Pitch sessions: the other side of the desk (part 3)

In which we conclude our series of amazing insights into the pitching process . . . .

As a writer approaching a pitch session, I get keyed up, hoping I make a good connection with the editor or agent, hoping she’ll be interested in my project, hoping this meeting turns out to be the key to getting this project published.  I have a lot invested, in other words.  As an agent, I’m thinking it would be nice if I end up picking up a client, but I don’t expect to.  A lot of the time I’m wishing I had a refill on my cup of coffee, and some of the time I’m thinking about going for ice cream afterwards and occasionally I’m focused on how soon I can get to the bathroom (I know, I know, you were hoping I was desperately attentive to every word that falls from a writer’s lips.  And if I were a better person, I would be.)  Listening to pitches for hours on a Sunday afternoon, even if you’re on a cruise ship at sea, is grueling.


7.  Recognize that after a certain number of pitches, an editor or agent is not quite as fresh and focused as she might be.  The later in the day your pitch is, the more you should be aware of staying focused yourself.  Try not to overload her with details, thoughts and commentary.  Be specific and to the point.  The more you can engage her in give-and-take, the more likely she’ll pay attention to the conversation you’re having and the less likely her thoughts are to wander to happy hour.  Remember sixth hour in high school, when your math teacher droned on and on and you could barely keep your eyes open?  Listening to pitches is a lot like that late in the afternoon. 

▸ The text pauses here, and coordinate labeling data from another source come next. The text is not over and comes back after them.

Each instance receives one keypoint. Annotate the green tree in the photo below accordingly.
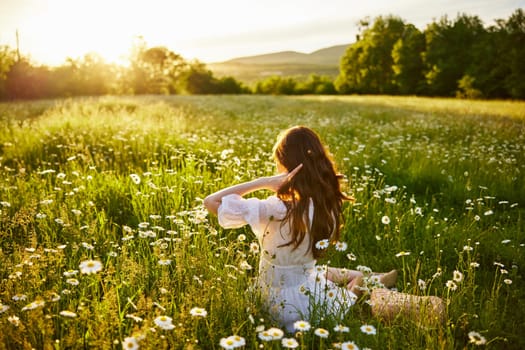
(197, 79)
(154, 70)
(367, 65)
(408, 66)
(514, 28)
(7, 59)
(449, 52)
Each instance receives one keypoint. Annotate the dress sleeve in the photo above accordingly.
(236, 211)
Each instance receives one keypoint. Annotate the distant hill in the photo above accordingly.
(285, 63)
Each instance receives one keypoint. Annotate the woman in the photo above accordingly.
(293, 227)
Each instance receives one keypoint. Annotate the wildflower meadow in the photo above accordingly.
(105, 243)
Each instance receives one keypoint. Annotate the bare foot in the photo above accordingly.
(388, 279)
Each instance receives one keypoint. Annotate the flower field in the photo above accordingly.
(104, 242)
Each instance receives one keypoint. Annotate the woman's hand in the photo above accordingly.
(275, 182)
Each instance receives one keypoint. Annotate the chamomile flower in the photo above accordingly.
(451, 285)
(73, 281)
(135, 178)
(476, 338)
(368, 329)
(164, 262)
(254, 248)
(349, 345)
(130, 343)
(14, 320)
(164, 322)
(265, 335)
(275, 333)
(67, 313)
(289, 343)
(198, 312)
(302, 326)
(322, 244)
(232, 342)
(341, 246)
(34, 305)
(3, 308)
(321, 333)
(341, 329)
(457, 276)
(89, 267)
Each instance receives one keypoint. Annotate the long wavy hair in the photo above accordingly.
(317, 181)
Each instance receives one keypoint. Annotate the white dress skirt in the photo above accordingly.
(290, 283)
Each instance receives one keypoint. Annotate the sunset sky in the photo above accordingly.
(210, 30)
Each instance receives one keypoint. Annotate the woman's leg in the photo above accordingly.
(341, 276)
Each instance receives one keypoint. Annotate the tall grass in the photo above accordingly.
(439, 191)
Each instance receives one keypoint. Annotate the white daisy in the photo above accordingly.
(368, 329)
(321, 333)
(198, 312)
(302, 326)
(289, 343)
(322, 244)
(88, 267)
(164, 322)
(130, 343)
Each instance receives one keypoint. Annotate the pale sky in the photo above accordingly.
(210, 30)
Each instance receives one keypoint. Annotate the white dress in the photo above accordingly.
(291, 285)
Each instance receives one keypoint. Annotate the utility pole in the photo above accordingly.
(17, 47)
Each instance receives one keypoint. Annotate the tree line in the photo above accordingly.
(459, 57)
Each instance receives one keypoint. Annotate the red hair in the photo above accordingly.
(317, 181)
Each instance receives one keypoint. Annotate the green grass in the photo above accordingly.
(449, 174)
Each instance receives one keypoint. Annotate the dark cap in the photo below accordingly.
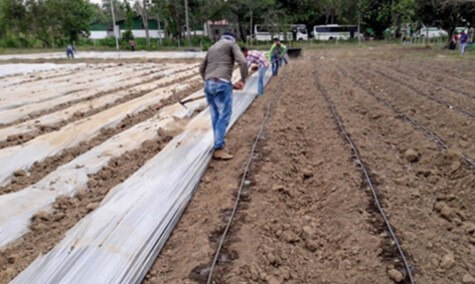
(229, 34)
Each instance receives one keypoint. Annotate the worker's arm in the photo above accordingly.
(203, 67)
(271, 51)
(241, 60)
(284, 50)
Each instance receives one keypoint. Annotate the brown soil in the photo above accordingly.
(307, 215)
(104, 60)
(40, 169)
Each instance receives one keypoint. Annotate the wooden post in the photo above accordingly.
(113, 25)
(187, 21)
(145, 22)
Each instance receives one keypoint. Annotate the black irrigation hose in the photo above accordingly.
(430, 82)
(439, 101)
(439, 141)
(366, 174)
(244, 175)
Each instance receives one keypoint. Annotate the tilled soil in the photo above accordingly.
(306, 214)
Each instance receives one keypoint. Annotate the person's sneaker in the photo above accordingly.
(222, 154)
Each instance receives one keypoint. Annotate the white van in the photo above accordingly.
(267, 33)
(330, 32)
(433, 32)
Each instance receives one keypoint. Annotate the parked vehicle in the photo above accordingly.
(331, 32)
(432, 32)
(268, 32)
(461, 29)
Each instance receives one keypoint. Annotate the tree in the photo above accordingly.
(448, 14)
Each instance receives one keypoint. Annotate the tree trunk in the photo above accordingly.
(251, 12)
(159, 32)
(188, 35)
(113, 25)
(145, 22)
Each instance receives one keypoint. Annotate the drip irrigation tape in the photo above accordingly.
(439, 141)
(439, 101)
(366, 174)
(244, 175)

I requested about twelve proposals or fiction manuscripts from the people who pitched me.  In the weeks since I returned home, only four people have followed up by providing the requested materials.  This did not surprise me: when I first started working as an agent, I was amazed that people would pitch me and then when I would ask to see the material, never send it.  Now it doesn’t surprise me at all.  Writers constantly pitch things that aren’t actually ready, although they represent them as if they were (note: because of the way I opened up these sessions, some of the writers I talked to did not have a proposal ready and I knew it when we talked; I’m not referring to them here).

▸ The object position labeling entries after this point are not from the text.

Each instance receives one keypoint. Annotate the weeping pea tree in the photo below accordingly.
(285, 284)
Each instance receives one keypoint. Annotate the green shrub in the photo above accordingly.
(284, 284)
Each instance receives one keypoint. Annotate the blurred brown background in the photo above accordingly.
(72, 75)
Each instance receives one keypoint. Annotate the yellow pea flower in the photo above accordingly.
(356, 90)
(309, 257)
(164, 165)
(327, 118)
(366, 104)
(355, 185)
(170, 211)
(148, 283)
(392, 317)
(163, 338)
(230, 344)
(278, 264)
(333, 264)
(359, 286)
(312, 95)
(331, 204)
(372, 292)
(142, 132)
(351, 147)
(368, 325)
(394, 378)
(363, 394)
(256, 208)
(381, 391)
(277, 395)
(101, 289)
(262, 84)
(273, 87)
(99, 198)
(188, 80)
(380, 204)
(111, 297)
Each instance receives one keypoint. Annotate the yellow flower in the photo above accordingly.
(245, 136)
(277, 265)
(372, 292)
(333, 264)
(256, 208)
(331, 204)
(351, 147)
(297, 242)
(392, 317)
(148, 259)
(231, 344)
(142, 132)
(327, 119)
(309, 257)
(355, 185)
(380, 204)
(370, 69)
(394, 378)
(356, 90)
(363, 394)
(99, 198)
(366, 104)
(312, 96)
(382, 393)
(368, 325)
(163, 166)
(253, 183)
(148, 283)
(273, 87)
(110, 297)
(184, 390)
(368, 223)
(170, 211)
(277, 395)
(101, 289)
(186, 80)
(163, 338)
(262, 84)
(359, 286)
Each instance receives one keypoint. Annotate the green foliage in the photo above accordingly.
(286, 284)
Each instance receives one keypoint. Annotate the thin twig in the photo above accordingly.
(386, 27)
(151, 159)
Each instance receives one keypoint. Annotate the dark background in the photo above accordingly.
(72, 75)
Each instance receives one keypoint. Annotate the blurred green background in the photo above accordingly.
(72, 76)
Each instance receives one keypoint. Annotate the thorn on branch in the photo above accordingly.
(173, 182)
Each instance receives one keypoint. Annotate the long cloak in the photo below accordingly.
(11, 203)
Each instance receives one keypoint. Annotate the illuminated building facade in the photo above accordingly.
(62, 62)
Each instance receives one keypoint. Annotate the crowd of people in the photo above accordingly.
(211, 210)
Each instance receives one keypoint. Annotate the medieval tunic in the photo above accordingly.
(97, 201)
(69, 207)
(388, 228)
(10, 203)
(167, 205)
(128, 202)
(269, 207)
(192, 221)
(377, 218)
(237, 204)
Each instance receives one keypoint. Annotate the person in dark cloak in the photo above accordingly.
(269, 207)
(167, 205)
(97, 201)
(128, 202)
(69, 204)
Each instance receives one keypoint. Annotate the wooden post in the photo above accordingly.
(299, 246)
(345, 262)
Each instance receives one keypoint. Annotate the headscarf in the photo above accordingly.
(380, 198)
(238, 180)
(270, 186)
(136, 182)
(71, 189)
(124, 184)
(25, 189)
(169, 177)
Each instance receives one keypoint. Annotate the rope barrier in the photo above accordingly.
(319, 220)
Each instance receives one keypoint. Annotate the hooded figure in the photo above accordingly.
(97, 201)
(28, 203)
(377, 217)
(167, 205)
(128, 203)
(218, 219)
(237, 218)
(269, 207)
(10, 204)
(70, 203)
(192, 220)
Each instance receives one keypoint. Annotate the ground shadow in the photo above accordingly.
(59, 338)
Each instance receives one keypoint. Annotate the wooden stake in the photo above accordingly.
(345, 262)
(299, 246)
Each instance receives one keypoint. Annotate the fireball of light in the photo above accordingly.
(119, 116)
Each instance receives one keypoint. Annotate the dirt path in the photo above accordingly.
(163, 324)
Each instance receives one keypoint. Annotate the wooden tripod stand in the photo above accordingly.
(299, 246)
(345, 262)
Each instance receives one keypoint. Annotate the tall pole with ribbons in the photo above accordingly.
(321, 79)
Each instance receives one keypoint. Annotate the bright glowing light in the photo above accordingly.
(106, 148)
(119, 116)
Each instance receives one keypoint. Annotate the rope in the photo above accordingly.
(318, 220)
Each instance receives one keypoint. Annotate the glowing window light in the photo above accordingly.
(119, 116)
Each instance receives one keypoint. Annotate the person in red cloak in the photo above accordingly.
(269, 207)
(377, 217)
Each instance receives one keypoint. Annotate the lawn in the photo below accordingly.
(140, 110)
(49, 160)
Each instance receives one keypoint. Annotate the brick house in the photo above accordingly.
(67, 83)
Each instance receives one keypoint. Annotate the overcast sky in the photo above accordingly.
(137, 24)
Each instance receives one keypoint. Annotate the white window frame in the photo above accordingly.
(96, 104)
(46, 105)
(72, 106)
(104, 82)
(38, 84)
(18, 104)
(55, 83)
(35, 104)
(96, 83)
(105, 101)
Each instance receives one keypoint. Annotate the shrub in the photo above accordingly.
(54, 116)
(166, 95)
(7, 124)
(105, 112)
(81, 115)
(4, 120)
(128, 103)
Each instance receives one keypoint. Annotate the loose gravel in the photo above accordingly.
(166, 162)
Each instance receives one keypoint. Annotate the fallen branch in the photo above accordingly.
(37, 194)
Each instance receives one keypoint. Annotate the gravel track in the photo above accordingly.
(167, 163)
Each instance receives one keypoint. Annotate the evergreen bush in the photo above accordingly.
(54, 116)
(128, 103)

8.  Don’t bother pitching editors/agents (whether in person or via a query letter) unless your project is ready to go out the door.  It’s a waste of everyone’s time otherwise.  I know you’re thinking that an agent’s or editor’s interest is a great incentive to finishing the project, but when I ask for materials, I’m asking for them based on what I’m doing now, not six months from now.  What I think I can sell today may not be something I’m interested in taking on down the road.  Like many agents, my workload constantly shifts, so sometimes I’m more open to taking on projects/authors and other times less so.  I certainly have less room for new clients now than I did three months ago.   Same goes for editors: slots on their lists close up fast, and much as we’d like to believe every worthy book will eventually find its home, that’s just not true.  Luck and serendipity play a not inconsiderable role in the publishing process.  Do your part when either of these ladies comes calling.


9. Following up is crucial, Part I.  Even if you gave me a business card, I’m not going to email you asking you where your project is.  If you’ve sent in your materials and you don’t hear from me in a reasonable length of time, nudge me with another email.  Things get trapped in spam folders, accidentally deleted, never arrive.


10.  Following up is crucial, Part II: I don’t make writers jump through hoops to get to me.  I don’t make them fill out a special submission form, structure their queries in a specific way or even spell my name right.  Unlike some agents, I get almost entirely good stuff in my inbox (not that I can take it all on).  I don’t have to find ways to screen it beyond, you know, reading it and deciding if I can sell it.  I don’t think hoop jumping proves anything about a writer’s potential, and I’m not yet so cynical that it amuses me to make people do it, so I don’t ask them to.  But I do expect writers to care about their work.  If I’m on the fence about a particular project, the writer’s ability and willingness to follow up matters a lot.  When I ask for a proposal or a partial/full manuscript, I always give a sense of when I’ll respond.  If that time passes, and the author hasn’t come back to me, I’ll wonder if he or she really cares that much about the project, or about having me represent it.   So in a situation where I’m wavering, an author who doesn’t follow up will probably get a rejection.  That doesn’t mean following up leads automatically to acceptance, but it does give me a sense that you care about the project and want to make it work.  That person is one who is more likely to listen to my suggestions and feedback anyway than the writer who has the attitude of, “eh, take it or leave it.”


Your turn: what have you learned from your adventures in pitchland?